This is treating them as if they have already been accepted as permanent residents. Will the schools have to hire Afghan interpreters?
UP to 60 asylum-seeker children will be enrolled in Darwin schools in a move that has angered some parents who claim they weren’t consulted.
The Immigration Department yesterday confirmed it was in discussions with Northern Territory education officials about getting the children, most of them Afghans, a proper education. A spokesman said it was important for their development that the children attend school.
But some parents have reacted angrily to the move, saying they were not consulted and that school resources were diverted to make way for the influx. One parent told ABC radio he only heard about the plan after receiving an email addressed to the Anula school council.
“We found out through the back door,” he said. “We were told nothing. The school council organised a meeting the previous Monday. The department never came to us to explain anything. No one’s consulted anyone.”
While the Immigration spokesman said it was too early to say which schools would be involved, NT Education Union’s Adam Lampe said he was advised last week that Anula Primary School and Sanderson Middle School had been selected to receive the children.

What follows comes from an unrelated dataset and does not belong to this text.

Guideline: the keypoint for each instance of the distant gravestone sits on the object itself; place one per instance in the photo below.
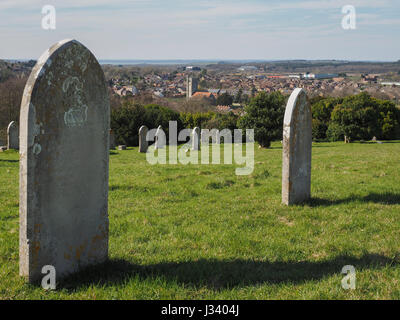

Anula principal Karen Modoo declined to discuss the proposal and directed calls to NT Education where the executive director of school education, Alan Green, said there would be community consultation and that only schools with room and dedicated English programs would be considered. “There’s no question of us cramping kids into Anula or any other school,” Mr Green said. “They’ll only go there if they fit.”
Mr Lampe said educating the asylum-seeker children was a “great initiative”. “These kids need to be taken care of,” Mr Lampe said. “It’s being federally funded so there are no negatives here.”
But while both Anula and Sanderson have an intensive English unit that each caters to about 100 students, Mr Lampe said more teachers would have to be recruited from interstate.
A spokeswoman for NT Education Minister Chris Burns rejected suggestions the move would put Territory schools under strain.
Asylum-seeker children have previously received schooling on Christmas Island and in the remote West Australian town of Leonora, where officials say they have settled in well.